Der Italiener begreift künstlerische Tätigkeit seit je als Geist der Ordnung an den Dingen. Einfach dichte Körperlichkeit, plastische Präzision der Form, die das typische Zeichen aus dem Sichtbaren zu läutern sucht. (…)

Und noch ein weiteres! Das echte Italienertum zeichnet sich durch eine ganz tiefe, voraussetzunglose Menschlichkeit aus, die immer geneigt ist, dem Verfolgten, Gedrückten und Beleidigten unbesehen recht zu geben. Das führt über ein kurioses Paradoxon von Anarchie oft zu einer agressiven Grundhaltung gegenüber bestehenden Ordnungen. In der Kunst nun drückt sich die Zuwendung zum Menschlichen als umanismo plastico, wie die Italiener sagen, als bildnerischer Humanismus aus. (…)

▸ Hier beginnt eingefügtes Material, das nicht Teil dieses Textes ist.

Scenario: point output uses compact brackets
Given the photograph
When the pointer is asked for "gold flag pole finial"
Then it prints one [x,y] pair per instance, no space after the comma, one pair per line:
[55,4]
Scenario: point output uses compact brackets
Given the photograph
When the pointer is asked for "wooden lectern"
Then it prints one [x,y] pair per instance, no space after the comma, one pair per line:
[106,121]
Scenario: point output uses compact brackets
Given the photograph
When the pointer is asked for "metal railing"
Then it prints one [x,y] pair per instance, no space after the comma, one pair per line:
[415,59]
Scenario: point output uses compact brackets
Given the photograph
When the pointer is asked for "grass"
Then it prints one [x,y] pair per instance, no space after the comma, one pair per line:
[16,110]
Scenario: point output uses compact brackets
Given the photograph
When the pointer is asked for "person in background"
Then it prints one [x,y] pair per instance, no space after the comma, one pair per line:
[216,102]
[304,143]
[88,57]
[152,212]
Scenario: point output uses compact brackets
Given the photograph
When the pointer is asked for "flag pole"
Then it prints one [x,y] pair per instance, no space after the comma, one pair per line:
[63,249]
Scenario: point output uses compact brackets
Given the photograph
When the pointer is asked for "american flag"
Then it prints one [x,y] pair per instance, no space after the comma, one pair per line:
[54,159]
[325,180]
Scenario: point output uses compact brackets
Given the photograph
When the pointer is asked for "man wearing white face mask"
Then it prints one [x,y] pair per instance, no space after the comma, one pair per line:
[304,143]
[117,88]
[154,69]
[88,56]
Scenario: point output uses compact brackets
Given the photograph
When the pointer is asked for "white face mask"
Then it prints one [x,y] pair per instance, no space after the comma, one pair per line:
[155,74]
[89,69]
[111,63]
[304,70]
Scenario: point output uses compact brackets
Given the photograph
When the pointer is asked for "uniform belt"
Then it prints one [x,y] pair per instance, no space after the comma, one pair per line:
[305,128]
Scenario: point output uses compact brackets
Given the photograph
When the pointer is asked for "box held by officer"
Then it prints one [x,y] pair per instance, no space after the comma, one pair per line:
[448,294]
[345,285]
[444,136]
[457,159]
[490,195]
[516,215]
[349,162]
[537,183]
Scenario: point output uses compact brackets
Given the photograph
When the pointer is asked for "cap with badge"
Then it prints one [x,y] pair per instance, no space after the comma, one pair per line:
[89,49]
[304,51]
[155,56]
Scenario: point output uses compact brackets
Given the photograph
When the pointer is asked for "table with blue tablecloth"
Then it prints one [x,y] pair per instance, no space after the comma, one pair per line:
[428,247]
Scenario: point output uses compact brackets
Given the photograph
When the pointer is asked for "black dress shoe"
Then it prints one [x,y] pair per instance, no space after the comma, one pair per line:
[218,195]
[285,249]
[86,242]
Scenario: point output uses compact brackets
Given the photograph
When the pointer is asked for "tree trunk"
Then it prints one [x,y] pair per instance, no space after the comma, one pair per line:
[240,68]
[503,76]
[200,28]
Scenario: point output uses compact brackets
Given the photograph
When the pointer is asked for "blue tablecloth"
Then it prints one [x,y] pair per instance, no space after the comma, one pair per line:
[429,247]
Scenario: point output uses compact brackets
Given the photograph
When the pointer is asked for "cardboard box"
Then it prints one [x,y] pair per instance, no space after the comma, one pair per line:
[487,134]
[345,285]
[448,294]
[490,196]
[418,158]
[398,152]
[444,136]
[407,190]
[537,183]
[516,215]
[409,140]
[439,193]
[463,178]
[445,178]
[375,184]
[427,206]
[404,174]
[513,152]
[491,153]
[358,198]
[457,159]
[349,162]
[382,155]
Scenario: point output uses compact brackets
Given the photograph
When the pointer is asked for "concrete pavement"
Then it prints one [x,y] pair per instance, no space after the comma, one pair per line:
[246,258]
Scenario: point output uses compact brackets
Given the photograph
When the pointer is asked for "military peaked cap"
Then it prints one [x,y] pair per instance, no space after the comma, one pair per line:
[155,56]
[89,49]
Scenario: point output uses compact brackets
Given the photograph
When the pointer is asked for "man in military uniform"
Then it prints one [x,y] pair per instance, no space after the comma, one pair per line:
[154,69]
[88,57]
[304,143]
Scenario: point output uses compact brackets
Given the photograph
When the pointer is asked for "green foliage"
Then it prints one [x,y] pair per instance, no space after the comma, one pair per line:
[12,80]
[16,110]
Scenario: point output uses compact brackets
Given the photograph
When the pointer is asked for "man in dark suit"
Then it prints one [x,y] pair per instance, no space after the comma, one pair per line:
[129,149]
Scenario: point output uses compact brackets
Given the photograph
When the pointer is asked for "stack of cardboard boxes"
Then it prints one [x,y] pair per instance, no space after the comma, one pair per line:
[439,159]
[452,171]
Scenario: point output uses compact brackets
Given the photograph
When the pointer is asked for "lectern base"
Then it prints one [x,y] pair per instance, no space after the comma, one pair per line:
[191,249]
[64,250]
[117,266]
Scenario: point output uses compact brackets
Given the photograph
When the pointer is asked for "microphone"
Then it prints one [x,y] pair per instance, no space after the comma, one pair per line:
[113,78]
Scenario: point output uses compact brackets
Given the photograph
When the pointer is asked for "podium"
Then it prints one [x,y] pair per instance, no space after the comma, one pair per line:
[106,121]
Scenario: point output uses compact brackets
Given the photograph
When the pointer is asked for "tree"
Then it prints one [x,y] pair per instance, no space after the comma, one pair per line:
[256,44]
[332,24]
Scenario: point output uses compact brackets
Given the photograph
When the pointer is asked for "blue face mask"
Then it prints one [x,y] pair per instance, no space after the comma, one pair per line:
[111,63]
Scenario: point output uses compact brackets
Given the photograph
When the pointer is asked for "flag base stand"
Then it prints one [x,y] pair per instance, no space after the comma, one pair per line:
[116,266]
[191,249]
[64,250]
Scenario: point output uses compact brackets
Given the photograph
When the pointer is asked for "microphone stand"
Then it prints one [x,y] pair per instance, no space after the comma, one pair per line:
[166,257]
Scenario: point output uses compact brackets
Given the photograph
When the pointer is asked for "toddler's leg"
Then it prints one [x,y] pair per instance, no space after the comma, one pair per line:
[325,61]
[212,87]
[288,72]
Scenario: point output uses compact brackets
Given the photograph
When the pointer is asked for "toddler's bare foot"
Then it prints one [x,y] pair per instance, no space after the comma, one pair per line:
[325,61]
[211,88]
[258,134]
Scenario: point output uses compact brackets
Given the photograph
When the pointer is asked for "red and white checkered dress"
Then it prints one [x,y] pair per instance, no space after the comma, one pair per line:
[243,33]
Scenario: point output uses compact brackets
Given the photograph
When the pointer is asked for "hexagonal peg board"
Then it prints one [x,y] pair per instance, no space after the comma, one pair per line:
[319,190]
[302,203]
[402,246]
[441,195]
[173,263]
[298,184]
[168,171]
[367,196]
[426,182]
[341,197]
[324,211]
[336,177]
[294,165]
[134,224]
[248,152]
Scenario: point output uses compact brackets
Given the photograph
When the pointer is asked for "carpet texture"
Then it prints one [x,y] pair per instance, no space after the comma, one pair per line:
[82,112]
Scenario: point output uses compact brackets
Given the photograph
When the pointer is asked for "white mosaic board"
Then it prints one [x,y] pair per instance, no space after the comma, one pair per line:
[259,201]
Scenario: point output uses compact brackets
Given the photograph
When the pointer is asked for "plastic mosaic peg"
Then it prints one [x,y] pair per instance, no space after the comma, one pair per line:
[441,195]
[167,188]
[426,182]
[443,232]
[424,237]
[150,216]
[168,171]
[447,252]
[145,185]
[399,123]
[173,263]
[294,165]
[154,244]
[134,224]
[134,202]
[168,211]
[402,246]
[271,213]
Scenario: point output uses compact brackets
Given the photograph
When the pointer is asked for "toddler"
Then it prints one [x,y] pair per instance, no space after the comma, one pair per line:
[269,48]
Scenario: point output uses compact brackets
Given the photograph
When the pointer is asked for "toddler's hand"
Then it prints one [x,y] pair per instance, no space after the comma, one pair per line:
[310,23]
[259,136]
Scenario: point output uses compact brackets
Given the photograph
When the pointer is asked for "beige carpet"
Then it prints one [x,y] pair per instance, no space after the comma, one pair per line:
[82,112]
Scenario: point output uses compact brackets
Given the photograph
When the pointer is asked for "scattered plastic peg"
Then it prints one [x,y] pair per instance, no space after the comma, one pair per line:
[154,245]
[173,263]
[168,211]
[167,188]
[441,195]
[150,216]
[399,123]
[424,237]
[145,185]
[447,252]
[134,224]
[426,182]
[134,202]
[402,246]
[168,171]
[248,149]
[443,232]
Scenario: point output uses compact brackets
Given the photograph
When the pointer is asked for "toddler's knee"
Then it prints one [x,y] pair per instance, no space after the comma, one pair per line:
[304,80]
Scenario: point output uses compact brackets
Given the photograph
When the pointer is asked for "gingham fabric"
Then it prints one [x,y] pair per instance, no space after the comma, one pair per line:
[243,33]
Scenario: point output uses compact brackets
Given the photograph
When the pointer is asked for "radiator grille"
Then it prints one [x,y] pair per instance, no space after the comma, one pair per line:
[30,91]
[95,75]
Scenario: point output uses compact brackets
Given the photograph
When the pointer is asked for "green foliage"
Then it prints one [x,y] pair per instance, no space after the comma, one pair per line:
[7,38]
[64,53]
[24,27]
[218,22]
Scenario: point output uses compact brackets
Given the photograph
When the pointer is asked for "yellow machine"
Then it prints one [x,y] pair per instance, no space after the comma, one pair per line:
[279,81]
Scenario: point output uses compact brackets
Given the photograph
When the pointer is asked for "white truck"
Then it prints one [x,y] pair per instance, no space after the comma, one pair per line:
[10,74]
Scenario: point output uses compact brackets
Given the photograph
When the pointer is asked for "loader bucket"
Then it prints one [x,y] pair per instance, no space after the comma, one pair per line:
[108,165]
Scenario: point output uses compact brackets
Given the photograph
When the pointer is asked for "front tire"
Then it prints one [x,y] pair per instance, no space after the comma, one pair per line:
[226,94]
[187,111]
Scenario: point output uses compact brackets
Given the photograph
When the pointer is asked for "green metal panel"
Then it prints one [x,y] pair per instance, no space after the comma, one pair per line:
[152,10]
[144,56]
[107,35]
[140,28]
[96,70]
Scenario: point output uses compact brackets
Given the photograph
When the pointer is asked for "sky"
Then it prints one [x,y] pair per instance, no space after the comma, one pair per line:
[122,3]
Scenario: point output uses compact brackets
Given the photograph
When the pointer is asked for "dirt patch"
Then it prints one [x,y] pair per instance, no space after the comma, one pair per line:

Noch in der äußersten Abstraktion wird der Italiener nach lyrischen, den Menschen in seiner Haltung und Umwelt berührenden Formen suchen, weil ihm das logische Spiel mit den farbigen Formen allein nicht genügt. (…)

Diese Zuwendung zum Menschlichen gibt der neuen Malerei Italiens ein sittliches Pathos und eine menschliche Wärme, die in der Malerei der westlichen Länder nicht eben häufig sind.” (Manuskript im Nachlass)

zwei Männer und eine Frau im Gespräch Werner Haftmann und Willi Baumeisters Tochter Felicitas 1989 in Venedig bei Emilio Vedova (Mitte)

Nach seinem Ausscheiden aus der Nationalgalerie in Berlin mietete er ein Haus in der Nähe von Florenz (1976–1986) und lebte dort viele Monate im Jahr. Fast täglich recherchierte er im Kunsthistorischen Institut in Florenz und schrieb Artikel über die Medici (siehe Bibliografie), die Kunst in den Abruzzen und anderes mehr.

Sein Verhältnis zu italienischen Kollegen und Künstlern war herzlich, zu seinen Freunden gehörten unter anderem Emilio Vedova, Renato Guttuso, Giuseppe Santomaso, Giuseppe Zigaina und Giuseppe Marchiori.